Sunday, August 06, 2006

The CG Treasure Chest


What is that Davy Jones?!!
After seeing "Pirates of the Caribbean: The Dead Man's Chest" for the second time, I still left the theater amazed...


ILM was showing off it's technical prowess during Siggraph 2006 at several events: Autodesk's AGUA, Pixar's RenderMan User Group Meeting, a few Siggraph technical sketches and at Lucasfilm's booth on the exhibition floor.

Though there's a huge amount of effects (digital and non-digital) throughout the movie, nothing strikes your eyes more than the über-villain Davy Jones. Most of ILM's presentations were focused of the hardships of making Jones come to life.

Davy Jones was played by the talented Bill Nighy. The captain of the "Flying Dutchman" is a half-man/half-sea monster being who haunts the oceans since the day he had his heart broken by an unsettled love affair.

Nighy was shot with a grey marker suit to give the CG team accurate light positioning and color temperature from the set. Though some make-up was added to his eyes and mouth for a "backup", Davy Jones is ENTIRELY CG throughout the movie.

ILM captured the actor's movements from his shot performance and
relied heavily on keyframe animation to exaggerate his acting and animate his face and tentacles.


For those, ILM technicians created a dynamic setup that could simulate the physics of each tentacle with gravity, collisions and basic curvature; on top of the simulations the animators could select which parts of each tentacle would receive hand-animated keyframes, and which parts would remain simulated. On top of that, there was a system that allowed the animators to paint areas of the tentacles that would be "sticky", and how much "stickyness" they could have, so the tentacles would adhere to each other and to Jones' clothes, and detach depending on their speed and/or based on the animator's cue.































Jones is the captain of the "Flying Dutchman", a frightful sight that seems to be as much a part of the ocean depths as its cursed captain.










The ship was built to full scale as a set.
A digital
replica was provided by ILM for several shots, which was extremelly accurate and provided its own rendering challenges.





The ship's crew was also created as CG characters.

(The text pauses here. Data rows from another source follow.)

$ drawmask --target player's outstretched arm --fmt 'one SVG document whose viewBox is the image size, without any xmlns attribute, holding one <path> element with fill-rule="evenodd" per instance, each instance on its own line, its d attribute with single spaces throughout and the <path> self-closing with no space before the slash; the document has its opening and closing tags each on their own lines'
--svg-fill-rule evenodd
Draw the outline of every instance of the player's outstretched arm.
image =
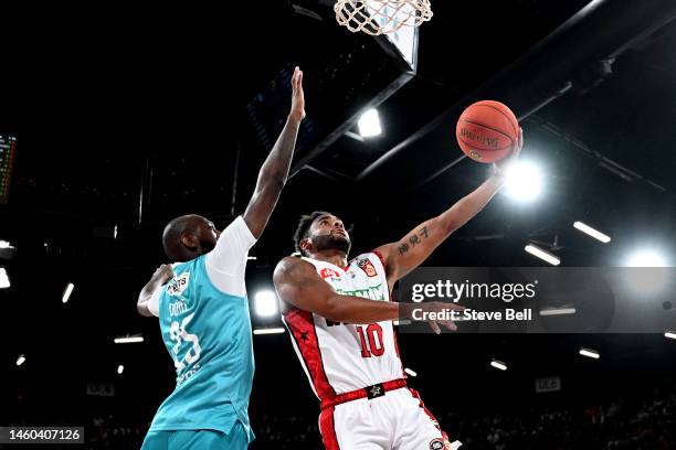
<svg viewBox="0 0 676 450">
<path fill-rule="evenodd" d="M 305 96 L 303 94 L 303 72 L 296 67 L 292 78 L 292 108 L 282 133 L 258 172 L 258 180 L 243 218 L 257 239 L 277 204 L 296 147 L 298 127 L 305 117 Z"/>
<path fill-rule="evenodd" d="M 495 173 L 474 192 L 457 201 L 441 215 L 423 222 L 399 242 L 377 248 L 385 259 L 390 287 L 420 266 L 453 232 L 469 222 L 488 204 L 504 183 L 504 164 L 518 158 L 522 144 L 522 132 L 519 132 L 519 141 L 513 157 L 499 165 L 496 164 Z"/>
<path fill-rule="evenodd" d="M 152 317 L 152 312 L 149 309 L 150 299 L 152 298 L 152 293 L 155 293 L 163 283 L 173 278 L 173 269 L 169 264 L 162 264 L 160 267 L 155 270 L 152 277 L 150 277 L 150 281 L 144 286 L 140 293 L 138 294 L 138 302 L 136 303 L 136 309 L 138 313 L 146 317 Z"/>
<path fill-rule="evenodd" d="M 464 309 L 452 303 L 411 304 L 342 296 L 319 278 L 311 264 L 291 256 L 277 264 L 273 280 L 281 300 L 335 322 L 370 324 L 400 318 L 412 319 L 414 309 L 435 312 L 442 309 Z M 450 321 L 427 322 L 437 333 L 441 331 L 436 322 L 455 330 L 455 325 Z"/>
</svg>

While some background crewmembers were shot with make-up, most of them - specially the main crewmembers - are entirely computer-generated throughout the movie using the same techniques as Davy Jones.

ILM used RenderMan to render all the CG elements in the movie.

One new RenderMan version 13 feature that was crucial for the production was its new ambient occlusion workflow that doesn't require expensive raytracing calculations.
During Pixar's RenderMan User Group Meeting, an ILM technical director was praising this new feature saying they would not have been able to render some of the most complex elements (such as the digital "Flying Dutchman") using current occlusion and global illumination techniques. ILM worked closely with Pixar on this issue, and RenderMan's "traceless" occlusion and color-bleeding features were polished for this current release (PRMan 13) as they were being used for the production of "The Dead Man's Chest".

Compositing for all the shots was split between Apple's Shake, Autodesk's Inferno and ILM's own Comptime and Sabre systems. ILM used its EXR format extensively throughout the production to maintain image depth and provide extended control to compositors through extra information added via RenderMan AOV render passes.
While the public waits for the next Pirates of the Caribbean (due 2007), Davy Jones and his crew set the new standards for believability and push the boundaries of CG art and technology for the next years.